Rumors Swirl Around Chinese Foreign Minister’s Disappearance – OpEd


Rumours abound about the missing Chinese Foreign Minister Qin Gang. The most prominent among them is that the 57 year old Qin was having an affair with a prominent TV anchor Ms. Fu Xiaotian, who is suspected to be a double agent.

Phoenix Television is a Chinese state-owned broadcaster headquartered in Hong Kong and Shenzhen. Anchor Fu Xiaotian is said to be an international celebrity feted by the Italian government and Cambridge University. According to Asia Sentinel, 40-year-old Fu Xiaotian is alleged to have links to British intelligence.

Fu Xiaotian’s Reputation

On May 10, 2019, a garden was named after Fu Xiaotian at Churchill College, Cambridge University, where she previously studied. This was announced by the Chinese foreign ministry. Asia Sentinel noted that it was unusual for an august British university like Cambridge to name a garden after a person unless that person was a major international figure. “China pulled the strings at Churchill College,” a professor told the website. 

On June 12, 2017, Ettore Sequi, the Italian ambassador to China, awarded Fu the “Order of the Star of Italy” in Beijing. This prestigious award was given for her work with senior political figures and her promotion of strong links between Italy and China.

Commenting on this, Churchill College said: “Xiaotian has built a successful media career in China encouraging international cooperation and engagement as host of the Phoenix Television program Talk with World Leaders – featuring interviews with world political leaders, which has an audience of over 200 million people.”

Qin’s Absence

Foreign Minister Qin was last seen in the media on June 25. When asked about his whereabouts or fate, Chinese Foreign Ministry spokespersons have been evasive, asking questioners to see the ministry website. But the website has no update about Qin though he is still mentioned as Foreign Minister.    

However, the London Times said that there are widespread rumours that Qin is currently under investigation for having an affair with Phoenix TV anchor Fu Xiaotian. The Times also reported that Fu and her baby son have also disappeared from public view.

Asked about this on Monday, Chinese foreign ministry spokeswoman Mao Ning said: “I have no information to provide. China’s diplomatic activities are proceeding normally.”

Radio Free Asia noted that the spokesperson’s answers were omitted from the official record of the briefing in the foreign ministry’s website further fuelling speculation. 

Qin Gang was handpicked to head the Ministry of Foreign Affairs in January this year though he was not in politics. He was a diplomat of 20 years standing and an Ambassador to the US. He was a prominent “wolf warrior”, aggressively promoting the policies of Xi Jinping’s government.

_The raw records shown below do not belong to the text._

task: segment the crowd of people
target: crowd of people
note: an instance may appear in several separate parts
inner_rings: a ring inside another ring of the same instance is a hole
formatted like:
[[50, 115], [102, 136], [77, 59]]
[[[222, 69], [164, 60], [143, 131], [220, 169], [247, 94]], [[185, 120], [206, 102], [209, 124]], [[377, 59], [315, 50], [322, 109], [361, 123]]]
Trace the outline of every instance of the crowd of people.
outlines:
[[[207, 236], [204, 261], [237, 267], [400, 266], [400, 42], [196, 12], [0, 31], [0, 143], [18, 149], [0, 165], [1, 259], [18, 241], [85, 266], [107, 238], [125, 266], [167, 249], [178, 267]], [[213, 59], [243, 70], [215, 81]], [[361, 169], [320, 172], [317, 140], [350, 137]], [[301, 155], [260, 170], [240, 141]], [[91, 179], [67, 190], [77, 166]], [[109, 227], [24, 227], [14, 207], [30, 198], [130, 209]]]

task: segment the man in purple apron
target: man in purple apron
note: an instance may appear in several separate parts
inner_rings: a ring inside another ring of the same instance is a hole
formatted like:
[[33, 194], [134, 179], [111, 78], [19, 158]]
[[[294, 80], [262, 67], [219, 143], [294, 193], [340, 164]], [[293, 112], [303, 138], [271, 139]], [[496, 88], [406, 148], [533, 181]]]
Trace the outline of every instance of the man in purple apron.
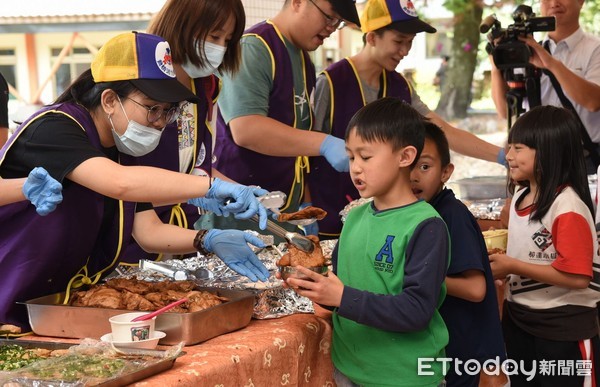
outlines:
[[308, 56], [344, 21], [359, 24], [354, 0], [286, 0], [275, 17], [247, 31], [240, 71], [223, 77], [214, 165], [242, 184], [283, 191], [286, 212], [307, 200], [307, 156], [348, 170], [343, 140], [312, 131], [315, 69]]

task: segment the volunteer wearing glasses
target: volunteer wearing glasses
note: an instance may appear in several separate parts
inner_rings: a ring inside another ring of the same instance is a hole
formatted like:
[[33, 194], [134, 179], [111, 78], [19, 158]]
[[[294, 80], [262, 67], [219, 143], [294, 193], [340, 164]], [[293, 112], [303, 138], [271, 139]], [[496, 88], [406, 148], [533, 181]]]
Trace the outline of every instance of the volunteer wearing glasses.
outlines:
[[[214, 165], [242, 184], [285, 192], [285, 212], [306, 199], [306, 156], [322, 155], [336, 170], [348, 170], [344, 140], [311, 130], [309, 102], [315, 68], [308, 52], [342, 20], [359, 24], [354, 0], [286, 0], [275, 17], [246, 31], [240, 71], [223, 77]], [[223, 223], [229, 220], [215, 224], [229, 227]]]
[[[241, 0], [169, 0], [148, 25], [148, 32], [170, 42], [177, 80], [198, 97], [197, 103], [183, 101], [163, 130], [156, 149], [134, 162], [201, 176], [225, 177], [212, 167], [212, 122], [220, 91], [218, 74], [233, 74], [240, 63], [240, 38], [246, 24]], [[128, 160], [130, 162], [130, 160]], [[252, 183], [251, 183], [252, 184]], [[155, 211], [165, 223], [185, 228], [211, 227], [219, 208], [206, 201], [155, 203]], [[200, 225], [202, 223], [202, 225]], [[140, 257], [166, 259], [144, 252], [135, 241], [125, 248], [124, 260], [137, 263]]]
[[172, 124], [173, 122], [175, 122], [175, 120], [177, 119], [177, 116], [179, 115], [179, 106], [170, 106], [170, 107], [166, 107], [166, 108], [163, 108], [160, 105], [148, 106], [148, 105], [144, 105], [143, 103], [139, 103], [138, 101], [136, 101], [133, 98], [127, 97], [127, 99], [130, 100], [131, 102], [134, 102], [136, 105], [148, 110], [146, 119], [151, 124], [155, 123], [156, 121], [160, 120], [161, 118], [164, 118], [165, 123], [167, 125], [169, 125], [169, 124]]
[[323, 11], [321, 9], [321, 7], [319, 7], [317, 5], [317, 3], [315, 3], [313, 0], [309, 0], [315, 7], [317, 7], [317, 9], [319, 10], [319, 12], [321, 12], [321, 15], [323, 15], [325, 17], [326, 23], [328, 26], [333, 27], [335, 29], [342, 29], [345, 26], [344, 23], [344, 19], [339, 18], [339, 17], [333, 17], [331, 15], [329, 15], [327, 12]]
[[252, 280], [268, 276], [248, 246], [264, 246], [260, 239], [164, 224], [149, 203], [197, 198], [238, 217], [258, 213], [264, 226], [256, 189], [120, 164], [157, 146], [182, 100], [197, 97], [175, 78], [169, 44], [156, 35], [125, 33], [104, 44], [91, 70], [8, 140], [0, 176], [23, 178], [42, 166], [62, 183], [63, 202], [44, 217], [27, 201], [0, 207], [1, 323], [26, 328], [25, 307], [16, 302], [97, 283], [132, 237], [149, 252], [212, 252]]

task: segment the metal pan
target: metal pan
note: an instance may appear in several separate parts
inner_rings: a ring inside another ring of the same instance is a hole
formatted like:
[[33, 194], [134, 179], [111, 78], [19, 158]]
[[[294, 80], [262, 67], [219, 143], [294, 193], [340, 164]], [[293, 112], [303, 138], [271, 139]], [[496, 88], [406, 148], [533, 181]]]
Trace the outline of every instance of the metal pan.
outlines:
[[[181, 341], [186, 345], [197, 344], [250, 323], [254, 310], [254, 293], [234, 289], [198, 289], [216, 293], [229, 301], [198, 312], [163, 313], [157, 316], [156, 330], [167, 334], [160, 340], [160, 344], [174, 345]], [[110, 317], [131, 312], [63, 305], [64, 298], [64, 293], [55, 293], [25, 302], [29, 324], [36, 335], [99, 339], [110, 332]]]

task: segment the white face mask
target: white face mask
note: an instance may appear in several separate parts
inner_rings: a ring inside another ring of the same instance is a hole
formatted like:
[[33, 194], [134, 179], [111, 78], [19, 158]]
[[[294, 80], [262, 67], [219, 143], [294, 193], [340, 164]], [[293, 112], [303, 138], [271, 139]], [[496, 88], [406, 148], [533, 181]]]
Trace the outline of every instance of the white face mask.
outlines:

Qin’s absence since June 26 was made all the more conspicuous by the flurry of diplomatic activity in the Chinese capital in recent weeks, including high-profile visits by senior US officials Janet Yellen and John Kerry.

Qin was supposed to meet European Union foreign policy chief Josep Borrell earlier on July 5 in Beijing but the meeting was pushed back after China informed the EU that the dates were “no longer possible.”  

Qin also failed to show up at an annual foreign ministers’ meeting of the Association of Southeast Asian Nations (ASEAN) in Indonesia last week. Instead, Wang Yi attended it. 

A spokesperson for the Chinese Foreign Ministry told a regular news briefing last Tuesday that Qin could not attend the ASEAN meeting “because of health reasons.”

Anti-Adultery Drive

Media reports say that such sudden disappearances have become a common feature of Xi Jinping’s anti-vice, anti-adultery and anti-corruption campaign.

In 2014, Washington Post quoted China Daily saying that an anti-corruption watchdog was leading the “fight on adultery”. 

The Chinese government was embarrassed by numerous public cases, as in China, adultery was synonymous with corruption.

Therefore, few people were surprised when Chinese state media announced that the disgraced railways boss Liu Zhijun had 18 mistresses, “including actresses, nurses and train stewards”. 

The Chongqing Beibei District Party Secretary Lei Zhengfu’s 13-year sentence for corruption was preceded by a sex tape that became a grim Internet sensation, Washington Post said.

The Central Commission for Discipline Inspection said in June 2014, that officials who committed adultery could be removed from their positions and kicked out of the Communist Party, as such behaviour was not tolerated under the party’s discipline codes.

P. K. Balachandran

P. K. Balachandran is a senior Indian journalist working in Sri Lanka for local and international media and has been writing on South Asian issues for the past 21 years.